Provided a list of valid words, and a search word, I want to find whether the search word is a valid word or not ALLOWING 2 typo characters.

What would be a good data structure to store a dictionary of words(assumingly it contains a million words) and algorithm to find whether the word exists in the dictionary(allowing 2 typo characters).

If no typo characters where allowed, then a Trie would be a good way to store the words but not sure if it stays the best way to store dictionary when typos are allowed. Not sure what the complexity for a backtracking algorithm(to search for a word in Trie allowing 2 typos) would be. Any idea about it?

  • Related (and containing answers pertinent to this question): https://stackoverflow.com/questions/10017808/best-data-structure-for-implementing-a-dictionary?rq=1 – Adrian McCarthy Feb 01 '19 at 21:00
  • Also related is my answer on this one, which can quickly find good candidate words without focusing on a specific edit distance: https://stackoverflow.com/questions/2294915/what-algorithm-gives-suggestions-in-a-spell-checker – Adrian McCarthy Feb 01 '19 at 21:04

2 Answers2

0

You might want to checkout Directed Acyclic Word Graph or DAWG. It has more of an automata structure than a tree of graph structure. Multiple possibilities from one place may provide you with your solution.

Samarth Juneja
  • 766
  • 1
  • 8
  • 21
0

If there is no need to also store all mistyped words I would consider to use a two-step approach for this problem.

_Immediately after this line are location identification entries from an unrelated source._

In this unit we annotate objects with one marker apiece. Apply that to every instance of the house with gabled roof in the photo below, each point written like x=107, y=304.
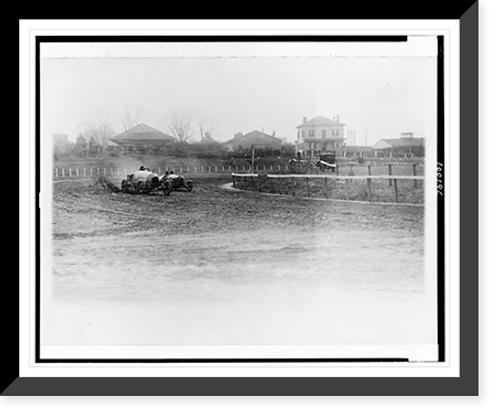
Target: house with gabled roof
x=255, y=139
x=320, y=135
x=142, y=137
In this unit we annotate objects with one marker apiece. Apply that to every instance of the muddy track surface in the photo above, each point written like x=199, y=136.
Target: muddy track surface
x=227, y=266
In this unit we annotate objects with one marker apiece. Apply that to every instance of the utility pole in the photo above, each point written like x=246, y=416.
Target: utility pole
x=253, y=159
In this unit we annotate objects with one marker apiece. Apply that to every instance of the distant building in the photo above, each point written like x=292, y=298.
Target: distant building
x=320, y=135
x=142, y=138
x=255, y=139
x=207, y=139
x=61, y=144
x=406, y=144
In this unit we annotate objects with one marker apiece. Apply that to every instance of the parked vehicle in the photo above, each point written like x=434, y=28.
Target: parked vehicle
x=145, y=181
x=327, y=162
x=176, y=182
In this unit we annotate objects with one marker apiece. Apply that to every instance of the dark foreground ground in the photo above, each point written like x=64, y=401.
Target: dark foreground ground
x=221, y=266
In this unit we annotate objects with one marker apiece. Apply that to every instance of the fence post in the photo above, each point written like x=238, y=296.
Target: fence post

  1. Build a set containing hashes of all valid words (not including typos). So probably we are talking here about some 10.000 entries, which should still allow quite fast lookups with a binary search. If the hash of a word is found in the set it is typed correctly.

  2. If a words hash is not found in the set the word is probably mistyped. So calculate a the Damerau-Levenshtein distance between the word and all known words to figure out what the user might have meant. To gain some performance here modify the DL-algorithm to abort calculation if the distance gets bigger than your allowed threshold of 2 typos.

elite gamer88
  • 73
  • 1
  • 1
  • 13
J. Mueller
  • 121
  • 1
  • 7